Santiago parece proponernos un dilema de ribetes éticos, pues en casos cómo estos, ¿es válido que la cámara asuma el rol de un voyeur fílmico de la desgracia humana?. Sin embargo, Ciclón está bien lejos de compartir las intenciones de esos reality show que en la actualidad abundan en tanta televisión adolescente; su mirada se centra en un aspecto de la tragedia humana, pero no es el morbo nacido de la observación distante e insensible del espectador la que determina la eticidad última, sino en todo caso, el compromiso personal de quien se sabe parte de la afectación. El uso inicial de la voz en off del locutor describiendo los logros colectivos del país, y la exposición de esas imágenes pre-ciclón preparan de manera muy inteligente la atmósfera de tragicidad que se irá viviendo in crescendo, y en este sentido es que puede hablarse de Santiago como el artista (no el mero periodista), capaz de descubrir esos hilos íntimos que movilizan al espectador de cualquier parte del mundo ante la grave realidad que se ofrece.

Debe haber sido con “Ciclón” que en Santiago Álvarez comenzó a ganar conciencia la certidumbre de que en un documental no bastan los testimonios (por impactantes que sean) para obtener la relevancia. A partir de entonces, su cine fue todo un alarde de imaginación, una búsqueda sorprendente de soluciones propiamente cinematográficas, que se apartaron de manera premeditada de esa pretensión literaria con que muchas veces el documental intentó ganar estatura ante cierta zona de los críticos: consciente de ello, supo prescindir del sonido a la hora de filmar (“Ciclón”;” Cerro Pelado”/ 1966; “Hanoi Martes 13”/ 1967), o utilizó material gráfico que ya existía para armarnos nuevas y auténticas historias (“L. B. J.”/ 1968).
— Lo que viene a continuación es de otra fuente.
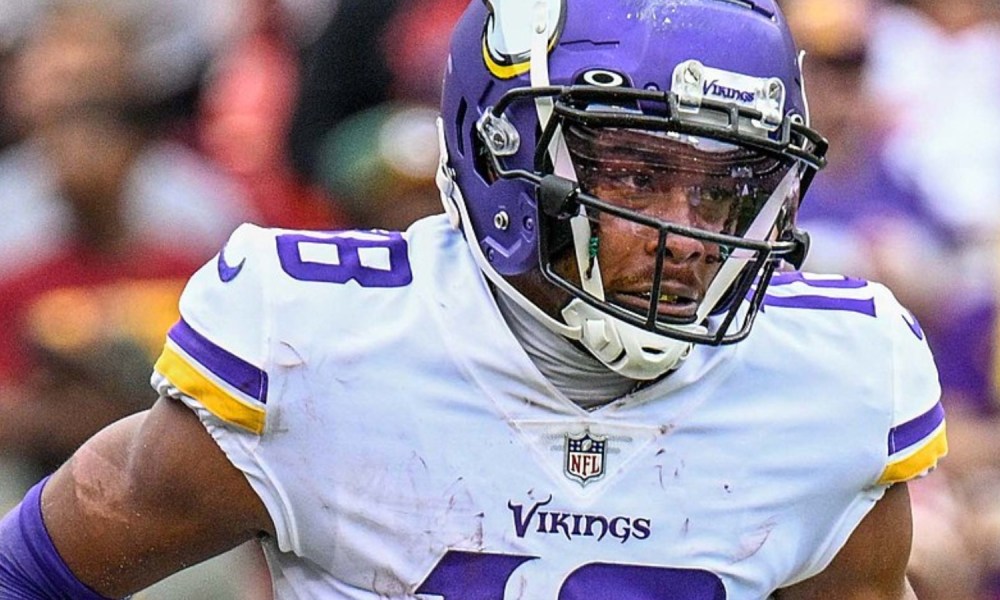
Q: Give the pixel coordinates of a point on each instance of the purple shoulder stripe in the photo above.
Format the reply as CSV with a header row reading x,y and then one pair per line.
x,y
909,433
227,366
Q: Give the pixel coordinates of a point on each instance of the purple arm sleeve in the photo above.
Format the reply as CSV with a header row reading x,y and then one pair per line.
x,y
30,565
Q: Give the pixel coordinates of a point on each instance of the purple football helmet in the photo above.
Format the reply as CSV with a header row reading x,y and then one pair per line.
x,y
539,94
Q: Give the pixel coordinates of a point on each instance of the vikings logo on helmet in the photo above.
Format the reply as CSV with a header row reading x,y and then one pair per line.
x,y
509,32
538,92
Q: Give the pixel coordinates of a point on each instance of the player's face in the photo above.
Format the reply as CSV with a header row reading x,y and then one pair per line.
x,y
690,182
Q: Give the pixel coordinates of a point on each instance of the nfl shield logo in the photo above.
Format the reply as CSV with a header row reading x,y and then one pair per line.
x,y
585,454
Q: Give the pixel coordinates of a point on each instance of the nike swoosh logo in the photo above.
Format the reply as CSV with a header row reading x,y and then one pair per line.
x,y
228,272
914,326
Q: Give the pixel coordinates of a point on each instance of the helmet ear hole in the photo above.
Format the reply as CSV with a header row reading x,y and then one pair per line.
x,y
483,161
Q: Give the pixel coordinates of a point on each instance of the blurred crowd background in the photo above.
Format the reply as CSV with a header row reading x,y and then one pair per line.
x,y
135,135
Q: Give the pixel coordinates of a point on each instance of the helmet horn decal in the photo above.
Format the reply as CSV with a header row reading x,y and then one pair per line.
x,y
509,32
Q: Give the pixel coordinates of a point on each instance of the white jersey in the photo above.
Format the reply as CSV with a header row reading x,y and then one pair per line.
x,y
405,446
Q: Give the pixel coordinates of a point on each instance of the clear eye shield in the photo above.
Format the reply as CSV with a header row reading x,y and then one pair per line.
x,y
637,156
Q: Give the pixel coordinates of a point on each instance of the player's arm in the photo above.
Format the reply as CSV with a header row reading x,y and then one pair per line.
x,y
144,498
872,564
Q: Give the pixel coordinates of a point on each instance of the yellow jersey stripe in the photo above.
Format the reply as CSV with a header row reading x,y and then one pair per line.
x,y
190,381
917,463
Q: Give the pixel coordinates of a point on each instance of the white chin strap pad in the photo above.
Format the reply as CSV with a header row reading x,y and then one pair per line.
x,y
624,348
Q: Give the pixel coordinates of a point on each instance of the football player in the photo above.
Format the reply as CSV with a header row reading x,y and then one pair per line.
x,y
595,376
Su fuerte fue el mestizaje de técnicas, el rechazo a la primacía de esa falsa solemnidad con que algunas películas del momento intentaban recubrir la denuncia anti-imperialista. La sátira se convirtió entonces en su más efectivo modo de expresión, mientras la edición adquiría el estatus de más valor dentro de todo el proceso creativo.
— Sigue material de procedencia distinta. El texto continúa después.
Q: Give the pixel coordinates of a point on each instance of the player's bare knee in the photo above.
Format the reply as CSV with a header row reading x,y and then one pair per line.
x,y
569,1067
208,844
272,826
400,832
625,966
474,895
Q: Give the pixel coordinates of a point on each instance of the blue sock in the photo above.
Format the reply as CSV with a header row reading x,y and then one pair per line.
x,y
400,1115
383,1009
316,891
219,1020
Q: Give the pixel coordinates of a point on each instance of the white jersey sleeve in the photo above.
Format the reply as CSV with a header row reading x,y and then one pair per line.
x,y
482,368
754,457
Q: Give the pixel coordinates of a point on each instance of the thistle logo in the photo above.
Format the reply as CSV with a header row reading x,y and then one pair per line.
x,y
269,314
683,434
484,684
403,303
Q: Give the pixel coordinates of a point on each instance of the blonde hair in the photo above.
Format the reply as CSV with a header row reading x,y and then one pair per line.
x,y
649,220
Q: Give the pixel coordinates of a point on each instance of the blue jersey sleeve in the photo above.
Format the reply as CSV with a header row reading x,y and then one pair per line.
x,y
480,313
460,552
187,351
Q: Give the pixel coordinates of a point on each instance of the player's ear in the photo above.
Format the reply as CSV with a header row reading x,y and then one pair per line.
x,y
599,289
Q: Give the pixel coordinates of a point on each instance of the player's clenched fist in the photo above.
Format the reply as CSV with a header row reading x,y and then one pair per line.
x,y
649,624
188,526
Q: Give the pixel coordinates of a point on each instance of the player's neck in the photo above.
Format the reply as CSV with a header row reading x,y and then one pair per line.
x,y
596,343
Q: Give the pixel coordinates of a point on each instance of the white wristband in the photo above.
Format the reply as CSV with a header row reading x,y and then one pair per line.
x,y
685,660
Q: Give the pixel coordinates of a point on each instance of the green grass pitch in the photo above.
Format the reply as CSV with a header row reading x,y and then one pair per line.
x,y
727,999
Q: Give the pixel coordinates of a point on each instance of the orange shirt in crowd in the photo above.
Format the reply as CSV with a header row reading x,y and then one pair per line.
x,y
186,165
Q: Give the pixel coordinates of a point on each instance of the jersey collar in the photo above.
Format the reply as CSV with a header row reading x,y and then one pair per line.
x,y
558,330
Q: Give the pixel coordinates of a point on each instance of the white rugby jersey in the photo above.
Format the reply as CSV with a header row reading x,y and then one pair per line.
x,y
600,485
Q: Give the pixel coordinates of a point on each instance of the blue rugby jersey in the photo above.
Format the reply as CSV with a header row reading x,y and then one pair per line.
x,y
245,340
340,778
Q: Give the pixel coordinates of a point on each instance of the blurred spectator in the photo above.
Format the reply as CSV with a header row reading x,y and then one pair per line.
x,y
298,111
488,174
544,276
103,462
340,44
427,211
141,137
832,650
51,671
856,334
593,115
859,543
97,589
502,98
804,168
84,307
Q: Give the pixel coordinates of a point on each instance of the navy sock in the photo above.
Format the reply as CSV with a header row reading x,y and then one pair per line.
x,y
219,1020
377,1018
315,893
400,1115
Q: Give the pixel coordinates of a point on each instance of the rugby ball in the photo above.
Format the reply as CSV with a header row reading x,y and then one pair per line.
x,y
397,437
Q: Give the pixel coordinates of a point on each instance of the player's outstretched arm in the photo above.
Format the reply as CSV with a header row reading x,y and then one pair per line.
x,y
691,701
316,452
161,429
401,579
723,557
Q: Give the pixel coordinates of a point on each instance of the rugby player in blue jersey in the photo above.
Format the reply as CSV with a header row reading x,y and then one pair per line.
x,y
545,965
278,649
“Now” (1965) acaso sea la consagración de ese estilo raigalmente cinematográfico, donde la importancia del montaje adquiere visos descomunales. Apelando a la fotoanimación, al collage de imágenes de archivos y a una banda sonora conformada por la versión al inglés que Lena Horne hace de la canción israelí “Hava Nagila”, Santiago Álvarez logra construir uno de los alegatos antirracistas más intensos que se recuerdan en el cine latinoamericano de la época; el principal valor que aún le veo a una obra como “Now” (para muchos, una anticipación del actual video-clip) está en la envidiable economía de recursos de la que hace gala su director, pero economía no solo en el plano de costos de producción, sino de recursos propiamente lingüísticos en el ámbito fílmico.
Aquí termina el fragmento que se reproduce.